Considering kernel pass-through interfaces
Fwctl comes out of a longstanding
disagreement over a driver initially called mlx5ctl; its purpose is to
allow a user-space utility to adjust any of hundreds of tunable parameters
within mlx5 devices (which implement InfiniBand, RDMA, and other
protocols). Proponents say that this interface is necessary to configure
the device properly; opponents say that it is a way to bypass the kernel
and that device-independent interfaces should be designed for this task
instead. The discussion went on over the course of a year or so, with no
resolution in sight.
The session was led by Dan Williams and fwctl developer Jason Gunthorpe. Williams started by saying that he had two objectives in mind. One was to try to heal the community; he has been watching two developers he respects in conflict and the conversation deteriorating over time. Additionally, there were junior developers finding themselves caught in the middle who might just end up leaving the community. But Williams also had a more personal goal: he, too, is working on an API for device provisioning and feels the need to allow direct access to vendor commands to get the job done.
The argument against fwctl, he said, is that this kind of configuration should be done with the network subsystem's devlink interface instead; fwctl is seen as a shortcut to avoid creating a proper interface. Allowing fwctl, it is feared, would reduce the motivation to improve devlink. Proponents of fwctl, instead, say that devlink does not provide the needed functionality, and that insisting on it is forcing these interfaces to be maintained outside of the mainline instead.
Inspired by lockdown
Gunthorpe explained that the kernel lockdown feature disables access to /dev/mem, which is the interface by which these devices had traditionally been controlled. This interface provides direct access to the system's I/O memory, which presents no end of potential security problems. Fwctl is an attempt to keep the configuration software working in a locked-down world. He is well familiar with the devlink interface, but there is no standard behind the configuration of these complex devices; every manufacturer creates its own set of knobs that is hard to bring into a common interface.
Even so, the original plan for mlx5ctl had been to use devlink, but that
quickly led to having to argue about 300 different parameters, each
of which had to be standardized and approved independently. Additionally,
devlink does not provide access to debugging information, while mlx5ctl and
fwctl provide access to that sort of data. There is no alternative
proposal out there, he said, that provides the needed access.

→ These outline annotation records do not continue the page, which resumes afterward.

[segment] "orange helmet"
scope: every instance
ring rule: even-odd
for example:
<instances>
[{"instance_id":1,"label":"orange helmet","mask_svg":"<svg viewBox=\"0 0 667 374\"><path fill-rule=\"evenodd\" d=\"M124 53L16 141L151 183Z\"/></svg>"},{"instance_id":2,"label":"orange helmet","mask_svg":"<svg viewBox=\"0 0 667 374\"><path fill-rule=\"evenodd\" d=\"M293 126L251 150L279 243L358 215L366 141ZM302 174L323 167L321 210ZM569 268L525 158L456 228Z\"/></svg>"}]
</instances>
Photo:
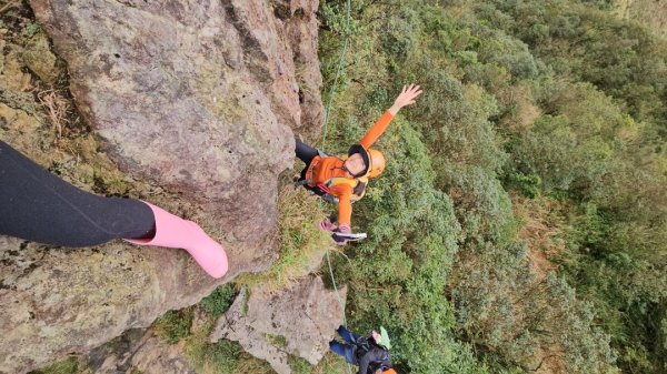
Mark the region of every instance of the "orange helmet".
<instances>
[{"instance_id":1,"label":"orange helmet","mask_svg":"<svg viewBox=\"0 0 667 374\"><path fill-rule=\"evenodd\" d=\"M385 155L378 150L368 150L367 152L370 165L368 165L368 173L366 176L379 176L385 171Z\"/></svg>"},{"instance_id":2,"label":"orange helmet","mask_svg":"<svg viewBox=\"0 0 667 374\"><path fill-rule=\"evenodd\" d=\"M367 150L361 144L355 144L350 146L348 156L359 153L366 164L366 170L355 175L355 178L376 178L385 171L385 155L378 150Z\"/></svg>"}]
</instances>

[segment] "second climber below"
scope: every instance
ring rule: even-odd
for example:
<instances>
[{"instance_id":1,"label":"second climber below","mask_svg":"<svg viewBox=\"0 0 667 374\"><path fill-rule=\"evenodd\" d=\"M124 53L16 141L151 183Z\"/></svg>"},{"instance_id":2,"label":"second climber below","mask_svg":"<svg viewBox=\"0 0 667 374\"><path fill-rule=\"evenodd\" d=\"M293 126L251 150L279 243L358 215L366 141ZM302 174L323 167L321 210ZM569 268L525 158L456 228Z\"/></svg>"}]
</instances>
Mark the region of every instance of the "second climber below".
<instances>
[{"instance_id":1,"label":"second climber below","mask_svg":"<svg viewBox=\"0 0 667 374\"><path fill-rule=\"evenodd\" d=\"M345 245L345 235L351 233L352 202L364 195L366 184L385 170L385 156L371 145L387 130L387 127L398 111L415 103L421 94L421 88L416 84L404 85L394 104L366 132L358 144L350 146L346 158L323 154L321 151L297 140L296 153L306 168L301 171L299 181L306 189L338 203L338 226L332 220L319 224L321 230L334 232L337 244Z\"/></svg>"}]
</instances>

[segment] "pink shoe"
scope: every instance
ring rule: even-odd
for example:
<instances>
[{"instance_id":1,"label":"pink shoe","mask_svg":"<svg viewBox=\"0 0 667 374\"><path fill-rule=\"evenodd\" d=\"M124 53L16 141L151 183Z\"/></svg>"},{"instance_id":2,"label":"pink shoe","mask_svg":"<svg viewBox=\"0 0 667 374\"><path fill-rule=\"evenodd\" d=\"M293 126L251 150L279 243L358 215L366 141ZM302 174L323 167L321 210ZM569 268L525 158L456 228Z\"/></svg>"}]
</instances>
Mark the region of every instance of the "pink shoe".
<instances>
[{"instance_id":1,"label":"pink shoe","mask_svg":"<svg viewBox=\"0 0 667 374\"><path fill-rule=\"evenodd\" d=\"M218 279L227 273L225 249L207 235L197 223L176 216L159 206L143 203L153 212L156 235L152 239L125 239L125 241L139 245L183 249L210 276Z\"/></svg>"},{"instance_id":2,"label":"pink shoe","mask_svg":"<svg viewBox=\"0 0 667 374\"><path fill-rule=\"evenodd\" d=\"M329 219L326 219L325 221L320 222L317 224L317 228L321 231L334 231L336 230L338 226L335 225L334 223L331 223L331 221Z\"/></svg>"}]
</instances>

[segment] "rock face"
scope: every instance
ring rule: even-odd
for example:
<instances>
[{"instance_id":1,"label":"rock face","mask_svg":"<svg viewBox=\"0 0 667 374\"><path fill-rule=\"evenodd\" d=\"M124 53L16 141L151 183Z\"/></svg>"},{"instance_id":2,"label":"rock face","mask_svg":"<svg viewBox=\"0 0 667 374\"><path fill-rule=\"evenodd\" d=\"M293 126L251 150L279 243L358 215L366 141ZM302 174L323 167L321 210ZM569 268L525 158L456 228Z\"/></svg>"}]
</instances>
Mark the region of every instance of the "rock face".
<instances>
[{"instance_id":1,"label":"rock face","mask_svg":"<svg viewBox=\"0 0 667 374\"><path fill-rule=\"evenodd\" d=\"M277 175L293 159L290 129L317 131L322 112L318 1L30 3L67 61L94 138L62 140L77 144L76 155L40 141L48 115L38 118L41 127L22 119L16 103L30 95L17 83L0 90L0 139L80 188L128 193L196 220L228 249L230 272L209 279L180 250L120 241L69 250L0 236L0 373L86 353L268 266L277 251ZM33 79L50 83L40 77L56 75L48 71L54 60L43 61ZM100 180L112 188L97 190Z\"/></svg>"},{"instance_id":2,"label":"rock face","mask_svg":"<svg viewBox=\"0 0 667 374\"><path fill-rule=\"evenodd\" d=\"M31 4L68 62L79 110L120 170L215 216L228 242L242 243L233 246L237 266L267 259L277 175L292 164L290 128L303 125L301 87L308 122L321 113L317 1Z\"/></svg>"},{"instance_id":3,"label":"rock face","mask_svg":"<svg viewBox=\"0 0 667 374\"><path fill-rule=\"evenodd\" d=\"M320 277L306 277L276 293L237 296L218 320L211 342L237 341L243 350L268 361L278 374L290 374L287 353L317 364L342 324L347 290L325 290Z\"/></svg>"}]
</instances>

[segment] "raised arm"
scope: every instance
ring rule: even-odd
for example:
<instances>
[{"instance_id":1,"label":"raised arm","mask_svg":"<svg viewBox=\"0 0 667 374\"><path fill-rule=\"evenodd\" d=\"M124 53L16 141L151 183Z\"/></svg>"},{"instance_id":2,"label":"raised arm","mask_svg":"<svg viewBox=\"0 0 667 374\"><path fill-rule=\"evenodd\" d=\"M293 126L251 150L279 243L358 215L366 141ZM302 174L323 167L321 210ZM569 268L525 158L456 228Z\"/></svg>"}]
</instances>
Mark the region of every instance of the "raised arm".
<instances>
[{"instance_id":1,"label":"raised arm","mask_svg":"<svg viewBox=\"0 0 667 374\"><path fill-rule=\"evenodd\" d=\"M389 122L394 119L398 111L406 107L415 103L415 99L421 94L421 88L416 84L404 85L402 91L394 101L394 104L380 117L380 119L366 132L366 135L361 138L359 144L365 149L369 149L378 138L387 130Z\"/></svg>"}]
</instances>

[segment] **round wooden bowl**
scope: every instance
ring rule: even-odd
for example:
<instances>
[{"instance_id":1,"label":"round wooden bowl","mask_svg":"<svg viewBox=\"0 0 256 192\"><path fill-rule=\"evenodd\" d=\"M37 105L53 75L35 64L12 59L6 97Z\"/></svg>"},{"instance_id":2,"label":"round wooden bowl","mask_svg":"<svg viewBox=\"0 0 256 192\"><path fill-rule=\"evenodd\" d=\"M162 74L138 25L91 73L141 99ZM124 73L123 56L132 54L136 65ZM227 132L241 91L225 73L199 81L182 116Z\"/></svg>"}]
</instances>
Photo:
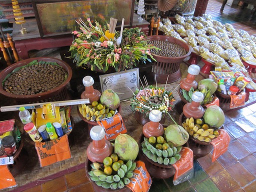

Devlink, he said, has its origins in the "WiFi debacle", where every driver provided a different configuration interface. It cleaned up that situation and led to the conclusion that providing direct access to device-configuration interfaces was a mistake. That conclusion made sense in the networking context, but there are no standards for these complex, server-oriented devices, so devlink is not a good fit.
Williams said that he would like the group to agree that non-generic device commands exist, and that users need access to those commands. For the CXL devices he works with, the policy has been that no such vendor commands would be enabled, that any needed functionality must be incorporated into the standards instead. "That has happened zero times", he said; making it harder to solve problems does not force vendors to come and talk to us. A different policy is called for here, he said. Gunthorpe added that generic interfaces are the right solution for WiFi configuration, but they are a poor match to key-value stores buried in device firmware.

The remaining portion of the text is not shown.